# Text effects in adobe fireworks (Dog tag)



## JonBastyan (Jan 24, 2009)

Hi,

I was wondering whether someone could help me, first things first how do you create text effect exactly the same as the Fireworks logo that I have attached in fireworks MX 2004. 

Second point, I would like to produce a dog tag and add this text effect mentioned above onto the tag.

Any help would be much appreciated 

Thanks


----------



## JonBastyan (Jan 24, 2009)

No replies :/ This forums usually very quick.


----------



## koala (Mar 27, 2005)

Create a square, fill it with a gradient, use the text tool for the letters and create a bevelled edge.


----------



## zuluclayman (Dec 16, 2005)

I'm not exactly sure what you mean by text effects - the text doesn't seem to have any effects used on it - there is only the gradient background as far as I can see
I don't use Fireworks so am not familiar with the layout but if it follows the same sort of toolbar as Photoshop there will be a floodfill button that looks like a paintucket being tipped out and if you right click on it there should be a gradient tool in a drop down menu. 
This is a tutorial in using gradient fills for Fireworks MX 2004

What material were you going to be using for the dogtag?


----------



## JonBastyan (Jan 24, 2009)

I still cant seem to be able to do it  
Lets put it this way; How do you make the Fireworks logo that I attached my first post in Firework MX 2004?

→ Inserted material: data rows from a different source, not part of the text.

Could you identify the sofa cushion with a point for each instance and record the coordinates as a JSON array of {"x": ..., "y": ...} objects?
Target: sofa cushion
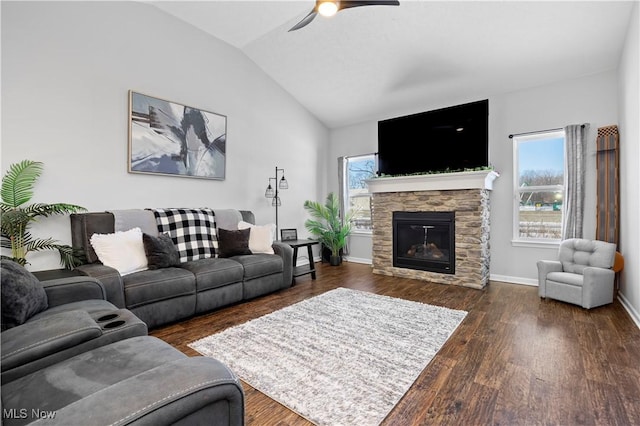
[
  {"x": 160, "y": 251},
  {"x": 214, "y": 272},
  {"x": 121, "y": 250},
  {"x": 91, "y": 306},
  {"x": 66, "y": 382},
  {"x": 233, "y": 243},
  {"x": 22, "y": 294},
  {"x": 259, "y": 265},
  {"x": 154, "y": 285},
  {"x": 193, "y": 231}
]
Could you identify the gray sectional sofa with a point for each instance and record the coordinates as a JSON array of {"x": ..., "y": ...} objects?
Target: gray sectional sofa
[
  {"x": 168, "y": 294},
  {"x": 70, "y": 357}
]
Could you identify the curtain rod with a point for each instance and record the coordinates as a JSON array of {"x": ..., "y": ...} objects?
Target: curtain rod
[
  {"x": 360, "y": 155},
  {"x": 538, "y": 131}
]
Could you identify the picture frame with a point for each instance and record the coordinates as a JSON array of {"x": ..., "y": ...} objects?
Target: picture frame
[
  {"x": 288, "y": 234},
  {"x": 169, "y": 138}
]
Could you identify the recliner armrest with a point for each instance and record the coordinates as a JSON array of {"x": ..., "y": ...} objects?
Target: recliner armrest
[
  {"x": 73, "y": 289},
  {"x": 199, "y": 389},
  {"x": 40, "y": 338},
  {"x": 544, "y": 268}
]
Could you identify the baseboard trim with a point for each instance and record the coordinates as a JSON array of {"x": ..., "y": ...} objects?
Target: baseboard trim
[
  {"x": 514, "y": 280},
  {"x": 358, "y": 260},
  {"x": 635, "y": 316}
]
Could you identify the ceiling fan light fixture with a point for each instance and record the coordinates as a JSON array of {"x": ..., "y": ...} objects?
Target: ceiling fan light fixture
[{"x": 328, "y": 8}]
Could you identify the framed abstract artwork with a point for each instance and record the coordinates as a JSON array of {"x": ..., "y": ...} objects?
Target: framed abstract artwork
[
  {"x": 168, "y": 138},
  {"x": 288, "y": 234}
]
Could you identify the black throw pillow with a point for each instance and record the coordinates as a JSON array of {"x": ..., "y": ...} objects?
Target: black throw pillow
[
  {"x": 160, "y": 251},
  {"x": 22, "y": 294},
  {"x": 233, "y": 243}
]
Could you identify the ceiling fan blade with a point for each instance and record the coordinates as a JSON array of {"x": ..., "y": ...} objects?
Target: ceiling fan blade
[
  {"x": 346, "y": 4},
  {"x": 305, "y": 21}
]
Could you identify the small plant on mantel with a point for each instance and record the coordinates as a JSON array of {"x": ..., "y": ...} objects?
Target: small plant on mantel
[
  {"x": 16, "y": 217},
  {"x": 436, "y": 172}
]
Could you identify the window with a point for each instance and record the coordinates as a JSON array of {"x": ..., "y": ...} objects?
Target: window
[
  {"x": 538, "y": 184},
  {"x": 358, "y": 169}
]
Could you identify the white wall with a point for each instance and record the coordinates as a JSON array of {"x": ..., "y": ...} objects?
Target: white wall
[
  {"x": 591, "y": 99},
  {"x": 629, "y": 96},
  {"x": 66, "y": 71}
]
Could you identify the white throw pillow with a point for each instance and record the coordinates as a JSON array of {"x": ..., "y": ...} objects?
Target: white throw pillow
[
  {"x": 122, "y": 250},
  {"x": 261, "y": 237}
]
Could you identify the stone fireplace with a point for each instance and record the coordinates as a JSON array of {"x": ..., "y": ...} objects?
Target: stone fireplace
[
  {"x": 424, "y": 240},
  {"x": 464, "y": 195}
]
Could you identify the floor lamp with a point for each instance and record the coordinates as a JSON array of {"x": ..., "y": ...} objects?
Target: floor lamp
[{"x": 273, "y": 194}]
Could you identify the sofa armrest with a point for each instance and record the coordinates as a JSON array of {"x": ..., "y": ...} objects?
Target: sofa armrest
[
  {"x": 544, "y": 268},
  {"x": 38, "y": 339},
  {"x": 196, "y": 390},
  {"x": 110, "y": 279},
  {"x": 285, "y": 251},
  {"x": 61, "y": 291}
]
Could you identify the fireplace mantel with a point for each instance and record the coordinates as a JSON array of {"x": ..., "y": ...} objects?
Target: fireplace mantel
[{"x": 482, "y": 179}]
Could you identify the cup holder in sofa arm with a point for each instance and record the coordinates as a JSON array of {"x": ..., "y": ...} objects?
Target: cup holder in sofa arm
[
  {"x": 114, "y": 324},
  {"x": 107, "y": 317},
  {"x": 122, "y": 322}
]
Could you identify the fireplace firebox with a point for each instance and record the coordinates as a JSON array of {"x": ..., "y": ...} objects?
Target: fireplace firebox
[{"x": 424, "y": 241}]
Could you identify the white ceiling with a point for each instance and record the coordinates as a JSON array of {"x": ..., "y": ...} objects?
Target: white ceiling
[{"x": 369, "y": 63}]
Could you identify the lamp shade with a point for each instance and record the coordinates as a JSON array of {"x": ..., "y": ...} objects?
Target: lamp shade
[
  {"x": 283, "y": 183},
  {"x": 269, "y": 192}
]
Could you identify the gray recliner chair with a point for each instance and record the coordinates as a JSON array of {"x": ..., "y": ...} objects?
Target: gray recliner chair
[{"x": 582, "y": 275}]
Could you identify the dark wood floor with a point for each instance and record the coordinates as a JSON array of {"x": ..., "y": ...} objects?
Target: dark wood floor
[{"x": 515, "y": 359}]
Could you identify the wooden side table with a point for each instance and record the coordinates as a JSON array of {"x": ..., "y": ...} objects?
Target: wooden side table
[{"x": 302, "y": 270}]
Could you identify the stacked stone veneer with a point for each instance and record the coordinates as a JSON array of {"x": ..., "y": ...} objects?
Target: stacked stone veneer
[{"x": 471, "y": 207}]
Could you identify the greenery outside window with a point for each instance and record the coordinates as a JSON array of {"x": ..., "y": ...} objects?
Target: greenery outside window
[
  {"x": 357, "y": 196},
  {"x": 539, "y": 166}
]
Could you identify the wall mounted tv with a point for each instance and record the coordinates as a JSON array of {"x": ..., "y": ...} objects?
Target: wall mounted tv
[{"x": 453, "y": 139}]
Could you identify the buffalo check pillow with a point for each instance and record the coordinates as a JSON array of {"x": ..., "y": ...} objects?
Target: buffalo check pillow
[{"x": 193, "y": 231}]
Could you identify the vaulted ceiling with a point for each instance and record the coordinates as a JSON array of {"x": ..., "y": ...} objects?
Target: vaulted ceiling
[{"x": 369, "y": 63}]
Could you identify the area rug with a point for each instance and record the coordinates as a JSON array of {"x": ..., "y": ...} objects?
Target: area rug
[{"x": 345, "y": 357}]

zuluclayman; I want to engrave/etch text into a metallic dog tag.. Is this possible? Please help. 

Thanks


----------



## zuluclayman (Dec 16, 2005)

as Koala has said - start by making a square, fill it with a gradient using the fill tool with gradient selected - you will have to play around with the colours until you get them right - then use the text tool to place your text in a new layer - play around with different fonts until you are happy with the results - add a bevel to the edges if you want in the square layer - once happy with the look, flatten the layers - YouTube - SIMPLE LOGO TUT FIREWORKS MX 2004 is a Youtube tutorial link fo making a logo - adapt the procedures to making your image.
As far as etching/engraving metal with this you would have to take your image to a professional to do that - some of the engravers/key cutters in shopping centres may be able to suggest where to do this locally for you OR approach a copy shop/design centre near you.


----------



## JonBastyan (Jan 24, 2009)

Thanks for the help, although I think you have misunderstood me. I believe you seem to think that I am trying to produce a real life dog tag. This is not the case. I would like to make a image of a dog tag with engraved text (the same effect as the fireworks logo - first post) The following link is what I want to do in fireworks ; 

http://www.learnit2.com/tutorial 003/index.php

Hopefully this helps. 

-GJ


----------



## zuluclayman (Dec 16, 2005)

the tutorial you have posted is for Photoshop but you will find many of the steps are similar if not the same in Firewire - substitute the colours you want for the monochromatic greys in the gradient step by clicking on the little coloured squares at the ends of the gradient slider then add your text


----------



## TechNoah (Sep 21, 2011)

1. Type the desired text on top of the dog tag.
2. Set the color of the text to the lightest color on the tag.
3. Add the "Inner Shadow" filter.
4. Set the color of the Inner Shadow filter to the darkest color on the tag.


----------